How to force optimizer to broadcast table and use as inner source in hash join
Hi,
I have user SQL that rather stubbornly stick to same execution plan, despite my attempts to change it (using only documented hints).
It is effectively
select XXXXXX
from A join B join C
XXXXX;
First, A and B resegmented and joined. It is possible to change what will be inner and outer source in hash join for this stage, using hint.
Then, output of A and B join resegmented with C, and joined. C is inner source, A and B is outer. And, it is not possible to change what would be inner and what would be outer source (despite frantic hints manipulations).
A is rather small, B and C are huge.

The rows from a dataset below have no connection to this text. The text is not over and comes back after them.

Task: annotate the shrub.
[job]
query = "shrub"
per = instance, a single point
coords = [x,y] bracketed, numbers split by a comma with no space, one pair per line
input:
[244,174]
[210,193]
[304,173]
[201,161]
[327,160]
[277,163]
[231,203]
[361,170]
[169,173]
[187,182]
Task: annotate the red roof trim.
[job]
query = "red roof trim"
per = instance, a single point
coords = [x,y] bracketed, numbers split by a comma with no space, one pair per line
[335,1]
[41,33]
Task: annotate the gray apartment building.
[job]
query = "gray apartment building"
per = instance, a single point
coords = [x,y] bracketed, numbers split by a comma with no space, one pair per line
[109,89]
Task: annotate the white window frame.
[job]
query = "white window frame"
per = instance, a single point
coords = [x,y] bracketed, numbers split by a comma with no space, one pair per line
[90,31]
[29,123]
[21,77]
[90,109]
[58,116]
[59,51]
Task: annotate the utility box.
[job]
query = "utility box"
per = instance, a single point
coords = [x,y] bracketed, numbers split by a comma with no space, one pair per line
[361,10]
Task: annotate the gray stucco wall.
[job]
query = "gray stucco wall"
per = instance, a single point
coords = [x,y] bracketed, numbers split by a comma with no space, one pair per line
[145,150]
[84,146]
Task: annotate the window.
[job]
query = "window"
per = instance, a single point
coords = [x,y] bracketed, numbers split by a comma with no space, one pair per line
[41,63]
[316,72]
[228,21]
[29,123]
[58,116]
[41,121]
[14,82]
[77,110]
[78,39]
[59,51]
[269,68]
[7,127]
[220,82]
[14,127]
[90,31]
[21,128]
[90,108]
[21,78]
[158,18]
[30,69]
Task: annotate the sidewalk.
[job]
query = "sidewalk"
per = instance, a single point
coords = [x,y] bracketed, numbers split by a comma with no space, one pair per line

Result of join A and B is small.
That is very poor execution plan, optimizer is not smart enough (Vertica optimizer developers are smart but way too few of them).
What I want:
1) Broadcast A
2) Join with B locally, and broadcasted A should be inner source in hash join
3) Broadcast result to join
4) Use broadcasted join result as inner source in hash join with C.
Prime point, should be no resegmentation of B and C. As those are humongous.
What I cannot accomplish:
1) I cannot force result of join to be broadcasted.
2) I cannot force result of previous join to be used as inner source in hash join.
3) I cannot avoid resegmentation of B and C.
Can you give some hints how to do it?
Thanks in advance.
Answers
Hello Sergey_Cherepan_1 ,
I think something like this could probably help:
select /+syn_join/ xxx
from C join /+distrib(A,B), jtype(H)/ (B join /+distrib(L,B), jtype(H)/ A on xxx) on xxx
You could find more information about those hints here https://www.vertica.com/docs/9.3.x/HTML/Content/Authoring/AdministratorsGuide/QueryManagement/DirectedQueries/AnnotateQueries.htm?zoom_highlight=hints
I hope this helps,
Thao
Hi Sergey_Cherepan_1,
I think something like this could probably give the plan you want: (the asterisks needed for the hint below got dropped and I am not sure how to keep it)
Select / +syn_join / xxx
From C join /+distrib(A,B), jtype(H)/ (B join /+distrib(L,B), jtype(H)/ A on xxx) on xxx;
Note that we need the syn_join (or synctatic_join) hint at the beginning of the query in order for the remaining join hints to work. More information about those hints can be found here: https://www.vertica.com/docs/9.3.x/HTML/Content/Authoring/AdministratorsGuide/QueryManagement/DirectedQueries/AnnotateQueries.htm?zoom_highlight=hints
I hope this helps.